Skipping Christmas Day

If Christmas Eve was always spent with the Somebangs, then Christmas Day was for the Ocampo side of our family.  In at least two years though, this being the third, I’ve been passing off the one hour road trip to San Fernando, Pampanga, where my Aunt’s family hosts the annual gathering.

Yesterday, it was only Mom and Dad who took the trip. I really had no excuse to skip this year, having the night off work too. But I had asked Alfred if he wanted to come, and he wasn’t up to it. Of course, had I known that he was only coming over by dinner time, then I would probably have gone along with my parents. Or maybe not.

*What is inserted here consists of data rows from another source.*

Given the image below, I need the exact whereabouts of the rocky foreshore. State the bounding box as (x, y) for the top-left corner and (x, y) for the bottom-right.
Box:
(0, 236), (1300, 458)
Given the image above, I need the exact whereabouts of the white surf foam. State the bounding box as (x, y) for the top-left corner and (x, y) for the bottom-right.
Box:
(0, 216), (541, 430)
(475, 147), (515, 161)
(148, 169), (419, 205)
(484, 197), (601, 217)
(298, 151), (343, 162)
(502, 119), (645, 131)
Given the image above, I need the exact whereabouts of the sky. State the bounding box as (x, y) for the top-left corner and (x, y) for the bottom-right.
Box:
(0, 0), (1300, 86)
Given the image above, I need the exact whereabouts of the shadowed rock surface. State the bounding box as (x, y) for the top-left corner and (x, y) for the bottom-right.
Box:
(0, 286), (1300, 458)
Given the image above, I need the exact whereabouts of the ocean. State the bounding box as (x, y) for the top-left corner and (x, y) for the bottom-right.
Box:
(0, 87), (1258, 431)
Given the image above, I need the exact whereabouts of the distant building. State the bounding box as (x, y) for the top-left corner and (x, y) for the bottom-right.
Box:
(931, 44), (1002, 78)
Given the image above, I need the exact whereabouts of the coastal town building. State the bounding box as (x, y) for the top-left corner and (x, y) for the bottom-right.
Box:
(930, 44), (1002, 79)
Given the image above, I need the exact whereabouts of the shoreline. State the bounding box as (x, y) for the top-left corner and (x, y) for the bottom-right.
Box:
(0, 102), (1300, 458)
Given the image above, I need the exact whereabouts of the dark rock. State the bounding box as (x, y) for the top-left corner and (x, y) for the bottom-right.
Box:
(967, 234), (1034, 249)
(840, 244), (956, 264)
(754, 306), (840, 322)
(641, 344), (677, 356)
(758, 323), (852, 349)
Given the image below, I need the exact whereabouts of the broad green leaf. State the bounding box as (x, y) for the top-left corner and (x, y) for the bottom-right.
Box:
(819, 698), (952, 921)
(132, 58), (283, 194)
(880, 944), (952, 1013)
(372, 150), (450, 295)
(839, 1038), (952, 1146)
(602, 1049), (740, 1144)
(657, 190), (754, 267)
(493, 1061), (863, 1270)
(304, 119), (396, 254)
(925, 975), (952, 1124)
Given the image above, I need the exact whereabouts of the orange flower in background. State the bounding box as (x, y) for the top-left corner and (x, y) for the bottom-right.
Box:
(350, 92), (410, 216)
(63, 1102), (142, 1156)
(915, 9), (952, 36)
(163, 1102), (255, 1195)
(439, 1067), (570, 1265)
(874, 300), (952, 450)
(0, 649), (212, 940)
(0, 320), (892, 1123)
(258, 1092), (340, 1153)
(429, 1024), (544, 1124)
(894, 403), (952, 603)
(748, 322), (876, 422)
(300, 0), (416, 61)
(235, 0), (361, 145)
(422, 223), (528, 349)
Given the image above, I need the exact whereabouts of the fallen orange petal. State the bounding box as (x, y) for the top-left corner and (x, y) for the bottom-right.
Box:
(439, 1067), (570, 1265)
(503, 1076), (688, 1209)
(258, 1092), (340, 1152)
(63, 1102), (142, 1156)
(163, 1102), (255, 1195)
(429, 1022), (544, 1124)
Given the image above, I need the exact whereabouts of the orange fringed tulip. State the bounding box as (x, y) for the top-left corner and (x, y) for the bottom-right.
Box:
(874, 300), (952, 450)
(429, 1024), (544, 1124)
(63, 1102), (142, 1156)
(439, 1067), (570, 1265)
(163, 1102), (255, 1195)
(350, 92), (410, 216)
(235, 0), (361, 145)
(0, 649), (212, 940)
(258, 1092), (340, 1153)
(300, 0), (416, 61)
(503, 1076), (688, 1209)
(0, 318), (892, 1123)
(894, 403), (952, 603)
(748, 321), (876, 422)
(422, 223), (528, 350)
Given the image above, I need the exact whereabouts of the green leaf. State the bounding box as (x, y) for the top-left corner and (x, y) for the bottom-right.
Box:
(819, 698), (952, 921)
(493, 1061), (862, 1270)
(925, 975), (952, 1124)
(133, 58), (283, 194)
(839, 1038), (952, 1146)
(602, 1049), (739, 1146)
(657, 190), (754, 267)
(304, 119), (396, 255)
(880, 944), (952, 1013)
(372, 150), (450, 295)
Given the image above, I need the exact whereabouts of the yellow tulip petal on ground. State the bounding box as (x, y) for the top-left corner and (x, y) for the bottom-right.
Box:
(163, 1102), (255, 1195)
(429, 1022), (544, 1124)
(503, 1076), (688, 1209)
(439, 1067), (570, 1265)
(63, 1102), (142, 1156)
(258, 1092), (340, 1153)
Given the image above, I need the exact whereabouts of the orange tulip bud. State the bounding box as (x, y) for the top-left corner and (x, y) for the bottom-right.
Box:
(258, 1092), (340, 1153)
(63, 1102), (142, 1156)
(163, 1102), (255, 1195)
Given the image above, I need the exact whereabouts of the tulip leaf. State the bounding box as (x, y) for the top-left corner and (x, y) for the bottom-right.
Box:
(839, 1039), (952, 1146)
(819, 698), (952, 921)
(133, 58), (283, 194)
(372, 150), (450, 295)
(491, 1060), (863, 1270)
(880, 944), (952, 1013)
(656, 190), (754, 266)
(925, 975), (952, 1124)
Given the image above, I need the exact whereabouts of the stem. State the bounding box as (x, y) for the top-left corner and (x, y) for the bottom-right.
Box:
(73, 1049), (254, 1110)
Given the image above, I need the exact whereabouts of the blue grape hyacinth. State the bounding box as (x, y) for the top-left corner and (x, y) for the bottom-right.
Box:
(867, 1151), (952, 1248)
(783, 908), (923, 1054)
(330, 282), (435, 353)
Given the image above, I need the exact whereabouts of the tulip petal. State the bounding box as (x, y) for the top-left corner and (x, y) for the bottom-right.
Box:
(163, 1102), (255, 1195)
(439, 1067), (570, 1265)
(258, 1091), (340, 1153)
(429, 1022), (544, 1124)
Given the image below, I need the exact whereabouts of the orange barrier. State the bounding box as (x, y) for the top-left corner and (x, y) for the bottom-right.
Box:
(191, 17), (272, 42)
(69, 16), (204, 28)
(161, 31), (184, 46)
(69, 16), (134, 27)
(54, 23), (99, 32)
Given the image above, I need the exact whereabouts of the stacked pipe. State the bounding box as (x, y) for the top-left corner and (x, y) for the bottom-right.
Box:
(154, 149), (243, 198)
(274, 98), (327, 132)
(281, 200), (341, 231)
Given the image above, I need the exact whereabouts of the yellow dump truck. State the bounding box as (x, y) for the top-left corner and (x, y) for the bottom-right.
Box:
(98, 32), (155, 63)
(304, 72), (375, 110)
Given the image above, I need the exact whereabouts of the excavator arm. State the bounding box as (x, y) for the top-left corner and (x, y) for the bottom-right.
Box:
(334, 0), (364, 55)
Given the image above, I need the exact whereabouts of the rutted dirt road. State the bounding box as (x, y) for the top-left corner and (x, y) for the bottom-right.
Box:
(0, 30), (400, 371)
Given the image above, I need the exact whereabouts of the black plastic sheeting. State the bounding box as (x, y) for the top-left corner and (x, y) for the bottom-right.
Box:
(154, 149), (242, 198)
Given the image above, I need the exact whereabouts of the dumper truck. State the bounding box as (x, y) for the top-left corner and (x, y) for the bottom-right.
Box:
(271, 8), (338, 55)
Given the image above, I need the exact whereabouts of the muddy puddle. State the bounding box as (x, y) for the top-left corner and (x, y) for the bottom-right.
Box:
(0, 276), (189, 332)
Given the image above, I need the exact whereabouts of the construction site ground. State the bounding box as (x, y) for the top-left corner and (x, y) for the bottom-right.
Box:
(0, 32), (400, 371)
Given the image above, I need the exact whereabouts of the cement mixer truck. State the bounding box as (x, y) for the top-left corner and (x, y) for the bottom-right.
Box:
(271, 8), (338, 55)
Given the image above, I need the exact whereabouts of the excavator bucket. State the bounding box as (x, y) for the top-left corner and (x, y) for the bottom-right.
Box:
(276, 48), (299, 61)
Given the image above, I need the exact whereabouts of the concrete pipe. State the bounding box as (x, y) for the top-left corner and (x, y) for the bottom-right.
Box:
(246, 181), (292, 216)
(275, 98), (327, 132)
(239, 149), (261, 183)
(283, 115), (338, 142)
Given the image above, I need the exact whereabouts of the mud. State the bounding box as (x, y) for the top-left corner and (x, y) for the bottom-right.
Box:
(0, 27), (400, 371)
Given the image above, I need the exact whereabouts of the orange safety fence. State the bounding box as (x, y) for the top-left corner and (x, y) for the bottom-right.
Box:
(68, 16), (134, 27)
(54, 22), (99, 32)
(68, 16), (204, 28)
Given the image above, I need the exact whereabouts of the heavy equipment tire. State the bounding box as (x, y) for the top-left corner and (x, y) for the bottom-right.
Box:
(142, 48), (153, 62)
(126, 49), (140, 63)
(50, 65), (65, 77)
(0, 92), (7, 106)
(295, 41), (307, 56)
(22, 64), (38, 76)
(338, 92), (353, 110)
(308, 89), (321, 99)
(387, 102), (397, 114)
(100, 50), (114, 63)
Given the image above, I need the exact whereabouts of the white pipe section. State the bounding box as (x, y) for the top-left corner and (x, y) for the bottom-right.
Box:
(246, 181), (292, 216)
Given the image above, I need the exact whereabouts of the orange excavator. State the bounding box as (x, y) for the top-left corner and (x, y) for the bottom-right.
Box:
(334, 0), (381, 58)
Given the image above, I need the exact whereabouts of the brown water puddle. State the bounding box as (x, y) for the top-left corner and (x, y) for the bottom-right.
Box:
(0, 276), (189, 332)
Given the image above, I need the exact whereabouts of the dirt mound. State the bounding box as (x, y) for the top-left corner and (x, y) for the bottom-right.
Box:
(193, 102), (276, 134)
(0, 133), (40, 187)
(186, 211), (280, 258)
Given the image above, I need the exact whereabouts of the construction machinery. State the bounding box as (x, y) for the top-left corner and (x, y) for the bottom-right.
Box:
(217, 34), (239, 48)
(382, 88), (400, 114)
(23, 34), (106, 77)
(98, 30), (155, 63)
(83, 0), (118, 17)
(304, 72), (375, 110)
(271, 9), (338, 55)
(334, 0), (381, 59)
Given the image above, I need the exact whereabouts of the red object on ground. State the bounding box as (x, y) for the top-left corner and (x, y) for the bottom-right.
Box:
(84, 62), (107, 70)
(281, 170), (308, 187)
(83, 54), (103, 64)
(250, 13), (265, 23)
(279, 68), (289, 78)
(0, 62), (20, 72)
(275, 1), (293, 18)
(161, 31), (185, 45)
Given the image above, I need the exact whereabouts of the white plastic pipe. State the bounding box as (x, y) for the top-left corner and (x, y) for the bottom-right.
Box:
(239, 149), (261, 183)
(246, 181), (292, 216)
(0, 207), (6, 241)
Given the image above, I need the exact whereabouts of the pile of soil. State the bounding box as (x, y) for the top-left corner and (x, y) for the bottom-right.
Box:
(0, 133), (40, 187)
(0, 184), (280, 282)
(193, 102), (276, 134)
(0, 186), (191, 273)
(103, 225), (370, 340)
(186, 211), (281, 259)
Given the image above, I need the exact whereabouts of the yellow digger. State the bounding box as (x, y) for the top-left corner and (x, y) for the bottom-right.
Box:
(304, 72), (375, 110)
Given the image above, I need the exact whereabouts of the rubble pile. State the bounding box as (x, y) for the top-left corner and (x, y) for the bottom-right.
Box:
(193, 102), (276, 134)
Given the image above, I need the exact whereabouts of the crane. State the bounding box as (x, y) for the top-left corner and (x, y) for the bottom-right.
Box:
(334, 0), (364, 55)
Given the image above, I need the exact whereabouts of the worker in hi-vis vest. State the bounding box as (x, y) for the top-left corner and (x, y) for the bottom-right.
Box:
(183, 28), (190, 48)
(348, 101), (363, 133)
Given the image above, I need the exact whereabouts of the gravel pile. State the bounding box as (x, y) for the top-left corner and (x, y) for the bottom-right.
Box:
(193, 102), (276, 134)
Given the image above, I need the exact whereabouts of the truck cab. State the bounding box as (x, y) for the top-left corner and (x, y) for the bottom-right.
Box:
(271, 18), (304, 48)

With my paternal cousins also having kids now, gatherings should be noisy and fun and filled with kiddie activities. My kind of thing, you know? But they’re different. I guess it’s just because I don’t ever spend any time with them, and I am not as close with them as I am with my cousins on my mother’s side…

Mom brought with her the puppy pockets and some small stuff to give away as prizes. I don’t think they ever got down to playing any games though. Esban would probably go ballistic when he finds out that Ma gave away those cuties. He was really looking forward to getting them for himself! 🙂

BUT, I do not mean to compare the Christmases I spend with our two families. To do so would be rude. I’m just really trying to psychoanalyze myself: why do I keep skipping Christmas Day when I should really be throwing myself to it?

In a way, I don’t think I know how to treat my nieces and nephews. I don’t know them, so I’m not sure how to make them happy. I guess I’m not sure if they’d dig the same kind of stuff I had my nieces and nephews here do at our parties. But that’s not the kids’ problem, right? It’s mine. It’s not their fault they don’t know me. I’ve been hiding out!

When we were kids, Christmas Day meant a short trip to Caloocan City, to the family home along Maypajo. It’s the home of my grandmother’s family and her younger sister and brother (who both never got married) still live there until now. Of course Lola Binyang (Virginia) would be there, and my dad’s sisters’ families would be too. Sometimes, my lola’s other brother’s and sister’s families would drop by too.

I always remember just waking up already on the couch at Pajo. I easily had motion sickness as a kid, so I always either slept through any trip, or else I’d throw up all the way. The house at Maypajo is an interesting home. My dad used to tell us stories of him hiding under the silong reading comics that his dad didn’t want him reading. Too bad they had to fill the silong, because that area always became flooded. I kind of regret not getting to know the history of the house, you know? Now, it probably looks completely different from how I remember it. Tio Rizal had the place renovated a few years back.

I would also look forward to my grandmother’s gifts. And then there were the crisp bills that would come from the others. The Somebangs don’t give out money and even when Papa and Lola started to, that only happened when we were all grown up and I guess my grandparents didn’t know what to get each of us. Also, the kids never received money as gifts, they always got toys or clothes, or even shoes! So anyway, having that contrast, I’d look forward to the crisp twenties, fifties, or even hundreds, that would come from my other lolo’s, lola’s, aunts and uncles. When Mom and Dad got home last night, I was surprised that Kuya and I still had one red envelope each! Thanks Tita Baby and Tito Ver! 🙂

There was also a time when there were really no plans for Christmas Day, and so we would just go to my Lola’s house at Sangandaan. This would have happened when all us kids were grown up, and none had kids of their own yet. Then when the eldest grandchild Winnie got married, we’d have Christmas lunch at their home too.

Eventually, after grandma died, we became more organized at Christmas. I guess it was one reason to be sure that the family got together though the matriarch had already gone home. I’m not sure if we’ve ever hosted a Christmas, but I’m sure Tito Boy did when they were still here at their Santa Ana home.  Then Christmas Days were spent in Pampanga, hosted by Tita Baby and her family. They’ve got a nice garden and a backyard, ample space for everyone. 🙂 We’d be there for lunch, and stay until late afternoon. There’d be more than enough food for everybody.

Now, I kind of feel bad about not going yesterday. How else would I know what to get the kids for Christmas next year if I spend ZERO time with them?

Maybe next year I’d see more of my Ocampo family. Fingers crossed.